Selects uniformly at random from the healthy eligible set. Useful when you want to avoid any correlation between consecutive requests and don’t need load balancing properties.
routing:
strategy: random
Always tries providers in the order they are declared in the providers list. The first healthy provider that serves the requested model receives the request. This is the right strategy when you have a clear primary provider and want others to be strict fallbacks.
routing:
strategy: priority
With two providers, requests always go to the first one until its circuit opens, at which point they automatically shift to the second. When the first provider recovers and its circuit closes, it resumes receiving traffic immediately.
Route groups let you override the routing strategy for specific models or request patterns. This allows cost-optimized routing for cheap tasks while using priority routing for expensive models.
routing:
strategy: round_robin # default for requests not matched by any group
groups:
- name: fast-tasks
models:
- gpt-4o-mini
- claude-haiku-3-5
strategy: cost_weighted
providers:
- openai
- anthropic
- groq
- name: reasoning
models:
- gpt-4o
- claude-opus-4-5
- o1
strategy: priority
providers:
- openai
- anthropic
- name: embeddings
models:
- text-embedding-3-small
- text-embedding-3-large
strategy: round_robin
providers:
- openai
Route groups match by model name (after alias expansion). The first group whose models list contains the requested model wins. If no group matches, the top-level strategy and provider set apply.
The providers list in a route group restricts which providers are eligible for that group. Providers not in the list are not considered for requests matched by the group, even if they are healthy and serve the requested model.

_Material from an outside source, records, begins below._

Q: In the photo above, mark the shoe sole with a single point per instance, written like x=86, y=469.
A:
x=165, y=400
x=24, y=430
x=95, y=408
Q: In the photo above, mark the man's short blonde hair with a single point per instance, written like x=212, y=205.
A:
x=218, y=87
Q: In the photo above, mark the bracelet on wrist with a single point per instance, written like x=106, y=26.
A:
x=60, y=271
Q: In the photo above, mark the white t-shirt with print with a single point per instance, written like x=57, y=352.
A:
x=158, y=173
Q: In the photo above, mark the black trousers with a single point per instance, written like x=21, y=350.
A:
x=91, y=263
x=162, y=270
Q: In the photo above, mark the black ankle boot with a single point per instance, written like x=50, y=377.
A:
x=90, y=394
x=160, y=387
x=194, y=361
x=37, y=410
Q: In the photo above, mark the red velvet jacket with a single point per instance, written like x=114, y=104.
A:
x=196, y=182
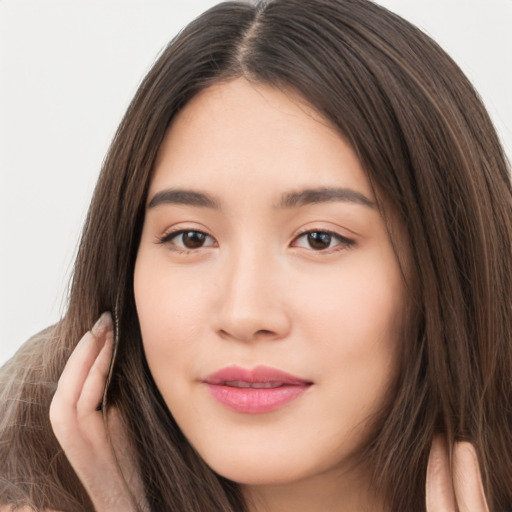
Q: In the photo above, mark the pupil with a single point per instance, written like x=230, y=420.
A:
x=319, y=240
x=193, y=239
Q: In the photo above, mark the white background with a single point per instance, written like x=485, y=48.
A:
x=68, y=70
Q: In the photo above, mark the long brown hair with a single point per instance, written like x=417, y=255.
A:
x=431, y=153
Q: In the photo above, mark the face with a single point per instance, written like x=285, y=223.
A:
x=268, y=293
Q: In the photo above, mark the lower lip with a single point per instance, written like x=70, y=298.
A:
x=256, y=400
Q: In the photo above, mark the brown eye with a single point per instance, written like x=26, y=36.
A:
x=319, y=240
x=193, y=239
x=322, y=241
x=187, y=240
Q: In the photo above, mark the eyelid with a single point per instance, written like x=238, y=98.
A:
x=345, y=242
x=170, y=235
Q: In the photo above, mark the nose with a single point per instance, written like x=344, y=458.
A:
x=251, y=301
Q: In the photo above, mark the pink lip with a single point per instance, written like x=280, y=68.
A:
x=244, y=390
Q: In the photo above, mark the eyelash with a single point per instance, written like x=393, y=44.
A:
x=343, y=242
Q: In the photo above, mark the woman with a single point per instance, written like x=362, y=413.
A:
x=303, y=231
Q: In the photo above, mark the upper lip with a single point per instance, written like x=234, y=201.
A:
x=259, y=374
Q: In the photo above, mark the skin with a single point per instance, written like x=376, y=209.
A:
x=256, y=291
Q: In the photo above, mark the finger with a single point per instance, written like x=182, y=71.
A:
x=467, y=480
x=77, y=370
x=94, y=385
x=440, y=496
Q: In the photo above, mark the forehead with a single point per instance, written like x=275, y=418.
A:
x=238, y=135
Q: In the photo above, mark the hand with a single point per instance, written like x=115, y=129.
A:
x=459, y=490
x=80, y=427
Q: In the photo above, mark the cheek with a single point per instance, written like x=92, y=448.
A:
x=171, y=307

Priority routing is the most important strategy to understand because it is the basis for failover. When you configure strategy: priority, infermux tries providers in declaration order. It does not round-robin or randomize. The first eligible provider always wins.
This interacts with circuit breaking as follows: if provider A has its circuit open (due to recent failures), it is ineligible. infermux skips it and selects provider B. When A’s circuit closes after recovery, it becomes eligible again and immediately resumes receiving traffic as the priority-1 provider.

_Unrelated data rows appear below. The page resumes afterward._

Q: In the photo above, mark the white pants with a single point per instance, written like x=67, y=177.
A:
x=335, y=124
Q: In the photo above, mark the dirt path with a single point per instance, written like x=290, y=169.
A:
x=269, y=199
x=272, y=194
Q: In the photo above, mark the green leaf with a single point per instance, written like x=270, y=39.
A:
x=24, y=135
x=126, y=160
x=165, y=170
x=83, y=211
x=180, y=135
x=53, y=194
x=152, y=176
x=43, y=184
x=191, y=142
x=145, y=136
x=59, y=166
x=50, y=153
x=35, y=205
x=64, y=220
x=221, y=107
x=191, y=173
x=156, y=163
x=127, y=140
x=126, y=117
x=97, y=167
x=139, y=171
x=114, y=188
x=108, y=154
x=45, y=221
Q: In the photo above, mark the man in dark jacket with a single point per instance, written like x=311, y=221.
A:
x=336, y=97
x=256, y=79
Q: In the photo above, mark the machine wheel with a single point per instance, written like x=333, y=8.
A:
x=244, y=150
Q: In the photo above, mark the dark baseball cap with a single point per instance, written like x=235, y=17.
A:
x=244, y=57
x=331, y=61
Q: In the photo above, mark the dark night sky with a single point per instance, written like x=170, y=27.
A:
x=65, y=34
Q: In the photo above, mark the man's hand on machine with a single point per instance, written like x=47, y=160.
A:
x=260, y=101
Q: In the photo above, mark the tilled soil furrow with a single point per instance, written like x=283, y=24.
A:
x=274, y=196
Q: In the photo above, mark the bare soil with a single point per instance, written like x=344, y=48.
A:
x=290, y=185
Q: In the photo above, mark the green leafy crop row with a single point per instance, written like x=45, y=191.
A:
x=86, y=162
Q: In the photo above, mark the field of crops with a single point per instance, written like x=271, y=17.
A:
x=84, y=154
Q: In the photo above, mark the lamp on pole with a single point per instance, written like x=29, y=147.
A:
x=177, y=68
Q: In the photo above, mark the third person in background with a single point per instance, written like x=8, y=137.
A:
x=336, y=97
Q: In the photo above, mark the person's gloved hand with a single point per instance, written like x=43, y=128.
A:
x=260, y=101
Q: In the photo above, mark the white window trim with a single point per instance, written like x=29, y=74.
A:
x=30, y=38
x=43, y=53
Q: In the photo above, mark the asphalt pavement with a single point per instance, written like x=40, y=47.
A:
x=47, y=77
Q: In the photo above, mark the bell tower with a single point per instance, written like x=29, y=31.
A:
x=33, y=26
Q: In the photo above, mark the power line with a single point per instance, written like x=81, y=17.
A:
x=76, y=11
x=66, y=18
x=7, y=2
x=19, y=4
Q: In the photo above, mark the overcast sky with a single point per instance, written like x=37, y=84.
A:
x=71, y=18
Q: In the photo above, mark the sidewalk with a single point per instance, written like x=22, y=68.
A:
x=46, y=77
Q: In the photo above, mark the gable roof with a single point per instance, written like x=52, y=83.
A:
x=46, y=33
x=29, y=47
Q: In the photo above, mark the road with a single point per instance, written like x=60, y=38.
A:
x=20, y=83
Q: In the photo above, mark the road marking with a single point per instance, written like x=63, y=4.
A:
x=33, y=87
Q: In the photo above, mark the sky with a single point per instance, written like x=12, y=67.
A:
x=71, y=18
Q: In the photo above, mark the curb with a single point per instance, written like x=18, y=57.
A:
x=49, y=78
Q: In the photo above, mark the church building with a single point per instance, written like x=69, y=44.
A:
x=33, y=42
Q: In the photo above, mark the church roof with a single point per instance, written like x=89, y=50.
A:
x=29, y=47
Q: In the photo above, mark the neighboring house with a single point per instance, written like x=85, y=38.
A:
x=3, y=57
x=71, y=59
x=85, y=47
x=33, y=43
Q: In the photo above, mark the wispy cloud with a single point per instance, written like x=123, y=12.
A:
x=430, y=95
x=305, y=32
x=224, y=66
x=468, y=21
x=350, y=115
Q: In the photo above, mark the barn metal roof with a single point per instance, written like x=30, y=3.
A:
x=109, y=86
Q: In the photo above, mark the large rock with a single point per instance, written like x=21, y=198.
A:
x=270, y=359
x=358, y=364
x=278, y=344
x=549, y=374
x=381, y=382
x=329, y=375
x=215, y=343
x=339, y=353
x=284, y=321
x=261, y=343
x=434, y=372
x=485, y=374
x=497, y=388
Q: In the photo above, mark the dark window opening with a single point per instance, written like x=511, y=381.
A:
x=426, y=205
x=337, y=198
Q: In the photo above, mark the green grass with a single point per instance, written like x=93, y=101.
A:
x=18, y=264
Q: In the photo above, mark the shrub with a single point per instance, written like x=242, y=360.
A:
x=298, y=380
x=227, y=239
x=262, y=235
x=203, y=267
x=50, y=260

To implement “primary plus fallback” you don’t need any special configuration beyond ordering:
providers:
- name: openai # tried first
type: openai
api_key: "${OPENAI_API_KEY}"
models: [gpt-4o, gpt-4o-mini]
- name: anthropic # fallback if openai circuit is open
type: anthropic
api_key: "${ANTHROPIC_API_KEY}"
model_aliases:
gpt-4o: claude-opus-4-5
gpt-4o-mini: claude-haiku-3-5
routing:
strategy: priority
Every request adds routing information to the response headers and to the structured log output:
X-Infermux-Provider: openai
X-Infermux-Model: gpt-4o-mini
X-Infermux-Strategy: least_latency
X-Infermux-Route-Group: fast-tasks
X-Infermux-Latency-Ms: 342
X-Infermux-Cost: 0.000024
The structured log line for each request includes all routing fields as JSON, which makes it straightforward to build dashboards showing which provider serves what fraction of traffic, and how routing decisions shift as providers become healthy or unhealthy.